Глава I. В боях за «Бориса»
Постановка «Бориса Годунова», хоть и неполно воплотившая смелый замысел Мусоргского, явилась — помимо воли начальства — событием, значение которого выходило далеко за рамки музыкального спектакля. Оно всколыхнуло жизнь столицы, тревожным эхом отозвалось в мыслящей России. Передовая общественность, горячо встретившая «Бориса», признала в нем не только выдающееся произведение национального искусства, она почувствовала в нем знамение времени, дерзкий революционный порыв. Все это определило поистине небывалый (для многих «непонятный») успех народной драмы Мусоргского. И тут решающую роль сыграла молодежь — молодые силы русского движения. «Молодежь,— вспоминал В. Стасов, — свежим своим, не испорченным еще чувством понимала, что великая художественная сила создала и вручает народу нашему новое, чудное народное произведение, и ликовала, и радовалась, и торжествовала... Она понимала и потому рукоплескала Мусоргскому, как своему настоящему, дорогому». Из стен театра — на улицу вынесла молодежь хоры народной вольницы и распевала их как песни революционной борьбы. «Прошедшее в настоящем» раскрывалось с неожиданной действенной силой...
Несомненно, энтузиазм исполнителей много способствовал успеху оперы. «Борис Годунов» представлен был на Мариинской сцене ярко, декорирован богато. В главных ролях выступили известные, любимые публикой артисты. Бориса пел И. Мельников, Самозванца — Ф. Коммиссаржевский, Шуйского — В. Васильев (2-й), Варлаама — О. Петров, Марину — Ю. Платонова, Рангони — О. Палечек, Юродивого — П. Булахов, Шинкарку — А. Абаринова... Оркестр и хоры звучали безукоризненно. Э. Направник, хоть и не сочувствовавший «крайнему направлению» Мусоргского, был, по-видимому, увлечен музыкой и вел спектакль отлично. В театре, переполненном до отказа, царила атмосфера энтузиазма. Интерес слушателей к опере возрастал от акта к акту. После каждой из семи картин, как сообщалось в «С.-Петербургских ведомостях», громадное большинство публики вызывало исполнителей и автора.

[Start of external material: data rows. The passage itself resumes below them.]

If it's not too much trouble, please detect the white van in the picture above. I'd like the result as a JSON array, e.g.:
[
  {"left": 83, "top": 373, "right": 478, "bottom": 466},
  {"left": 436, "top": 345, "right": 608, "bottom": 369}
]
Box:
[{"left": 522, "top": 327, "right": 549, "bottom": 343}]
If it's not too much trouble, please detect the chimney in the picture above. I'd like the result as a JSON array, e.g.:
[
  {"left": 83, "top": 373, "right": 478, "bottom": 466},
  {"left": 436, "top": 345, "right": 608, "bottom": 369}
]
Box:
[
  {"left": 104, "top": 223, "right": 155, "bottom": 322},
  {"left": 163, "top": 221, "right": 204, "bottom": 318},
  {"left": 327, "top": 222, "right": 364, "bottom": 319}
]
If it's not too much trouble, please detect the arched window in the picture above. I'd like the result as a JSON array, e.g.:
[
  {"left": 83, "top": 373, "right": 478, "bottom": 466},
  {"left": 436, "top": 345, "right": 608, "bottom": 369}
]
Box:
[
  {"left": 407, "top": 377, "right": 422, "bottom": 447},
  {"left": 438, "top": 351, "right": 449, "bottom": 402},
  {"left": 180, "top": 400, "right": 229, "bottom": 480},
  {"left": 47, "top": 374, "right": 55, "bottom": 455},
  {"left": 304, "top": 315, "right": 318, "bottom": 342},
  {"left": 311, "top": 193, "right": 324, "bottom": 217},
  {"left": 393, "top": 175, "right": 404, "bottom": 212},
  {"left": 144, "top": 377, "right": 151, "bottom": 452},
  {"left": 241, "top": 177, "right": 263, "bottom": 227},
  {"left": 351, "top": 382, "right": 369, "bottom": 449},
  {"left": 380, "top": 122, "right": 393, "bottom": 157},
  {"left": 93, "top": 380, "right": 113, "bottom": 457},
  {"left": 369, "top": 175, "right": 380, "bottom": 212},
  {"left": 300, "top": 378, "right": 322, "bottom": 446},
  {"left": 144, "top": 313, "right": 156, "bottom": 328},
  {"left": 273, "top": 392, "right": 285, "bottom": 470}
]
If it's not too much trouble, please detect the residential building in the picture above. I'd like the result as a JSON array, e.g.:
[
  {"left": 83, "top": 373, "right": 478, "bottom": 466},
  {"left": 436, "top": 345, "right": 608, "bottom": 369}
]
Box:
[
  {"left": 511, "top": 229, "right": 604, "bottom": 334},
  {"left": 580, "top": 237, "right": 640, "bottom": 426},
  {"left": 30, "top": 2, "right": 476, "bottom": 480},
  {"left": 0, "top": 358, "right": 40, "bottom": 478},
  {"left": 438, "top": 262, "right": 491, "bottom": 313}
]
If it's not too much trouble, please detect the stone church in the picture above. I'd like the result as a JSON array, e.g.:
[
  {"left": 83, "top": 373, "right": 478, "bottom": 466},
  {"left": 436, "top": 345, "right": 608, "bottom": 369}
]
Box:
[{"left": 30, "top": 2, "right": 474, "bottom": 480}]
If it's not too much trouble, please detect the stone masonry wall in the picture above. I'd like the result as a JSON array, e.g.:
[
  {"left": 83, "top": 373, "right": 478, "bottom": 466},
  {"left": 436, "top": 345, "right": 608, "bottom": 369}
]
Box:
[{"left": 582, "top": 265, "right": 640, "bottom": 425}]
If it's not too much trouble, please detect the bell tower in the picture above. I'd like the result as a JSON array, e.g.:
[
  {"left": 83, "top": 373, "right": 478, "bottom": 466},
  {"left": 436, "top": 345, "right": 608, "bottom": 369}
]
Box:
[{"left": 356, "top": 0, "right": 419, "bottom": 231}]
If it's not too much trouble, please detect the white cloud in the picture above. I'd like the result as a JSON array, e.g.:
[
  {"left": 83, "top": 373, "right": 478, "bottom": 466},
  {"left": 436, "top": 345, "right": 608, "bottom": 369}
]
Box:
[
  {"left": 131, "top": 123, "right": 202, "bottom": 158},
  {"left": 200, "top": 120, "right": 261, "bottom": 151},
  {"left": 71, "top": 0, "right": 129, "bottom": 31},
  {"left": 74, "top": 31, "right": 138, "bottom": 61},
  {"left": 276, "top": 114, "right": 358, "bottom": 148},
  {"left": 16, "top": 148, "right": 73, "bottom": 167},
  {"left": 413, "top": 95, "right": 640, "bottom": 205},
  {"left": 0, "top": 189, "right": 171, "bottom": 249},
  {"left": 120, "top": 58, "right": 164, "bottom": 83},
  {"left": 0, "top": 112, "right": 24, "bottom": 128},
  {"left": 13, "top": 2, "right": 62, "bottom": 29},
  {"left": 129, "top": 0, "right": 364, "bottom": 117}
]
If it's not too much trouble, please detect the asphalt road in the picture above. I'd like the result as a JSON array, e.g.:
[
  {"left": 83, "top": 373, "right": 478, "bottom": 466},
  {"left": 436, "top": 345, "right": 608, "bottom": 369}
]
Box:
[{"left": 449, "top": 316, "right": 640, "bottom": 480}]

Так же принималась опера и на последующих представлениях.
После глинкинского «Сусанина» (1836) ни одна отечественная опера не вызывала столь широкого общественного резонанса, как «Борис Годунов», и ни одна не подвергалась столь ожесточенным (порой до непристойности грубым) нападкам рецензентов. Брань зоилов и невежд по адресу Мусоргского, поощряемая, очевидно, свыше, перешла все границы.
Мусоргского обвиняли в безграмотности и безвкусии, в нелепом искажении и опошлении Пушкина ради «эффектного» оригинальничания; музыку «Бориса» называли «дикой», «безобразной» (за немногими исключениями), оперу — «какофонией в пяти действиях и семи картинах (такое «открытие» сделал Н. Соловьев, усердно подпевавший прогневанному начальству). Мусоргский высмеивался как «незрелый», недоучившийся композитор, самонадеянно попирающий своим «грубым реализмом» общепринятые правила и традиции; впрочем, добавлялось, что автор «Бориса Годунова» не лишен способностей, в нем заметны даже задатки незаурядного дарования, и если он сумеет «правильно» их использовать, то, может быть, что-нибудь из него и получится... Эти вынужденные «конъюнктурные» оговорочки (громадный успех оперы невозможно было третировать) лишь подчеркивали предвзято враждебный тон и смысл большинства первых газетных отзывов о «Борисе Годунове». Рецензенты спешили воспользоваться любым поводом для распространения «сенсационных» слухов и кривотолков. Так, незначительный и отнюдь не музыкальный эпизод с поднесением венка композитору от четырех почитательниц его таланта был жадно подхвачен и раздут в прессе до размеров скандальной хроники; сюда же приплели и якобы несправедливо обиженного Направника (которому венок не предназначался), так что Мусоргский должен был написать письмо Э. Направнику и письмо в редакцию «С.-Петербургских ведомостей» с разъяснениями и опровержениями... В неприглядной газетной шумихе вокруг «Бориса» проскальзывали и благожелательные рецензии, но их появилось не много, и большей частью они были поверхностны, бесцветны. Беспринципность статей и статеек об опере Мусоргского не без юмора отметила «Петербургская газета» (31 января): «По поводу этой музыкальной новинки,— писала она,— все наши музыкальные рецензенты стали в какой-то тупик. Они решительно не знают, хвалить или порицать оперу. Вследствие этого они то хвалят, то бранят. Все же вообще говорят, что опера эффектная, но дисгармония полная — хаос, хаос и хаос!!». Публика же реапировала по-своему: валом валила на представления «Бориса Годунова» и горячо рукоплескала автору и артистам.